Monday, November 9, 1964
Monday was supposed to mean back to normal. It meant something else, especially to the Johnson brothers. Yes, the brothers.
The morning went smoothly enough. I didn't have a class, which meant I had a chance to walk out to the lake and see the two detectives rowing toward Dingo Dave's island. They landed on the south side of the island, out of view of prying eyes, and stayed there, I guessed, until the second class began.
Apparently, the search clinched things for them. By lunch time, with Hank's help, they had spirited away both of the Johnson brothers. I hadn't foreseen their interest in Dan Johnson. In retrospect, I should have. The brothers were different. The younger brother exhibited little interest in his Aussie background and didn't share the "Dingo" appellation with his brother. However, he did express open discomfort with hints of homosexuality in both his classmates and Father Fox—it was he who began using the nickname "BJ" to refer to Father Bernard John Fox. Dingo Dave, on the other hand, appeared to be less interested in the issue. On the third hand, the detectives had found a collage in Dave's locker, which led to the idea that he might have put the offensive collages on Father Fox's door.
One thing had been bothering me about Dingo Dave's impending arrest. What was his motive? The idea that the Johnson brothers were in cahoots made some sense. At least a little.

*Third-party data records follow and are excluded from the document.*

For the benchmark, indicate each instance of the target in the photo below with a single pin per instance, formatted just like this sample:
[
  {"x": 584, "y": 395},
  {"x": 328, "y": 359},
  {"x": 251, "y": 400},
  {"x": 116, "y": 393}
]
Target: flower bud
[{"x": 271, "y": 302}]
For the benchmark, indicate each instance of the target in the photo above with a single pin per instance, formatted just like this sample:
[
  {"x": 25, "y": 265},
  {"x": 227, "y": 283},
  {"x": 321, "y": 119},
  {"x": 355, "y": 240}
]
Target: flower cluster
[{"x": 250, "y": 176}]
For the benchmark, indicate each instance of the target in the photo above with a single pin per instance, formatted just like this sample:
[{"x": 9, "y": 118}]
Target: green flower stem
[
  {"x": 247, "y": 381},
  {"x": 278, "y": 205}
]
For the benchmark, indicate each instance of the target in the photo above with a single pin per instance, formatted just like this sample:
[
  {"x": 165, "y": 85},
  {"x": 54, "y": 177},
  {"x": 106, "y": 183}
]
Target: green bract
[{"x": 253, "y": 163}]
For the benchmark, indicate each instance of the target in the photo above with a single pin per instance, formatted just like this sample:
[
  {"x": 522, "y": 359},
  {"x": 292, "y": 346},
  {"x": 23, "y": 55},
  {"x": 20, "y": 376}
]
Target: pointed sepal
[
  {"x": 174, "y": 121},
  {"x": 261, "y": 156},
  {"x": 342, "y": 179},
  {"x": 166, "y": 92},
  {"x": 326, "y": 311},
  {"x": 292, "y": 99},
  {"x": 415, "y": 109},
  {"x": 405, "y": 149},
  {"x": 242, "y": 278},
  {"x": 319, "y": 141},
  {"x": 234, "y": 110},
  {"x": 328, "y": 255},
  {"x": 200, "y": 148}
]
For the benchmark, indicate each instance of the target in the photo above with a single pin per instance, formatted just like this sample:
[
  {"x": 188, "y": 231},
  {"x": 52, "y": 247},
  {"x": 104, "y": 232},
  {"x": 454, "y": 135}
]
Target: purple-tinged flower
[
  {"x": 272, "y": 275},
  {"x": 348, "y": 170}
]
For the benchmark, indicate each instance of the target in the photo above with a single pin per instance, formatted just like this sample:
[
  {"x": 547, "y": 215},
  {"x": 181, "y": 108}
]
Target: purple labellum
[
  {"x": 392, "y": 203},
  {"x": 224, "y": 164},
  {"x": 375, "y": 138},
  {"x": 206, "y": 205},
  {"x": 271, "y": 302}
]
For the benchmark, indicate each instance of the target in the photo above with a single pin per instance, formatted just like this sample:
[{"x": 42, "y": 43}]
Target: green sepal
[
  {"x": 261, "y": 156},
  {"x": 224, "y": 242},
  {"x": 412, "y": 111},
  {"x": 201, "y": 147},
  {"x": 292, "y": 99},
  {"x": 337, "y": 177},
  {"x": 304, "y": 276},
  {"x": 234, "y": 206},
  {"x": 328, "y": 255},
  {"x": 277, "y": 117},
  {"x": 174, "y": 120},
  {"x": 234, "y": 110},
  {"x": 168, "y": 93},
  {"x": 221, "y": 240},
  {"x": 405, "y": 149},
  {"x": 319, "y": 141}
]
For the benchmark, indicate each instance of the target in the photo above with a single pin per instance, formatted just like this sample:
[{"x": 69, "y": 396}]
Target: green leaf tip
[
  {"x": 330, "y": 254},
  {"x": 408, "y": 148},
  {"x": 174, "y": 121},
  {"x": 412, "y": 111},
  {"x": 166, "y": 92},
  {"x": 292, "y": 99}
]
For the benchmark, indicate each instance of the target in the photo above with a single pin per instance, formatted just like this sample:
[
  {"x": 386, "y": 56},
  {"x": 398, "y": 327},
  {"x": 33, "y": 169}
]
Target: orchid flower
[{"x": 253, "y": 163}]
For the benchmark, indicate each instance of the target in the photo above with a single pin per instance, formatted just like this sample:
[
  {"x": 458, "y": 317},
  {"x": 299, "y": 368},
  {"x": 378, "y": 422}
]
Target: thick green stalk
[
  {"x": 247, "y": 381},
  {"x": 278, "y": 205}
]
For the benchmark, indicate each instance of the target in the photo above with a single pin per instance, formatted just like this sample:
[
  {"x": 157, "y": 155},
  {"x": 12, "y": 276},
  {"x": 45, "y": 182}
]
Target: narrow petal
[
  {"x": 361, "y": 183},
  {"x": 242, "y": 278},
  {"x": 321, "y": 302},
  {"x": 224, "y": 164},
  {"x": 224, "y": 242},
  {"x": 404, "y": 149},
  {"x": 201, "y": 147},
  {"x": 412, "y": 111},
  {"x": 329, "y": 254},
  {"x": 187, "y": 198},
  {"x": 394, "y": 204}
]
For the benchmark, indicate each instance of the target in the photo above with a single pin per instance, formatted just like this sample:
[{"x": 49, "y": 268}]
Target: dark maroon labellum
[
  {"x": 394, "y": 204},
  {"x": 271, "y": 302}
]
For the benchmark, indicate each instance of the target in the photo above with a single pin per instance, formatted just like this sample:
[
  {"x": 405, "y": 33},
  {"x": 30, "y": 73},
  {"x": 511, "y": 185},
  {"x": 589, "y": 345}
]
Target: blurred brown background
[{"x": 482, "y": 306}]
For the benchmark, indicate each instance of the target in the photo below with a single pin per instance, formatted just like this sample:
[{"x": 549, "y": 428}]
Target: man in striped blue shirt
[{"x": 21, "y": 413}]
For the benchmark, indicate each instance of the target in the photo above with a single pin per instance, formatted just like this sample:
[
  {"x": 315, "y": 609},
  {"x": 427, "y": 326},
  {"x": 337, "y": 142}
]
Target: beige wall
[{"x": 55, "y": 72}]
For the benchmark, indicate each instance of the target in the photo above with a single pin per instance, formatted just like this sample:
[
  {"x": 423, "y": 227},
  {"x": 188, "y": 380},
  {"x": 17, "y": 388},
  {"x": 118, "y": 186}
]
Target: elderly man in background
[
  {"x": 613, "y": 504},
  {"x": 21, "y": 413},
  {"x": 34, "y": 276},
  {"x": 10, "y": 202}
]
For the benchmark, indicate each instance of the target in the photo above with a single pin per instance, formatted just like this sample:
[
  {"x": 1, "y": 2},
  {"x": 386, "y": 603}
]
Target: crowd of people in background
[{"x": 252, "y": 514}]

The detectives' action had gone so smoothly that the seminarians didn't catch on until later in the day—when both were missing from their classes and their respective flag and touch football teams. Then the chatter began. This was a problem because Hank had gone with the detectives "in loco parentis" and didn't return until late afternoon. He had no news of their status, but he was the adult observer until Eli showed up and received approval from the boys' mother to act as their attorney. This didn't happen until later in the day. By then the detectives had questioned both boys separately in what Hank said was a business-like and not particularly aggressive manner. They concentrated mostly on facts, getting Dingo Dave to admit that, yes, he had a small yew tree growing in the locker room; yes, he knew there was a yew tree growing on the island; yes he knew yew was poisonous; yes, he was the sacristan and had been in the sister's chapel the evening before Bernie's death; yes he created and posted the insulting collage on BJ's door; no he wasn't responsible for the threatening note, which he claimed not to know about; and no he didn't try to poison Father Fox. When they heard this, the detectives were a bit more insistent, repeating the question in different ways, but Dave held his ground.
Dan Johnson knew his brother was the sacristan in the sister's chapel, but he claimed not to be aware of anything else, including Dave's interest in yew trees. He admitted to disliking Father Fox, questioning him in class, and teasing "homos" but to nothing else.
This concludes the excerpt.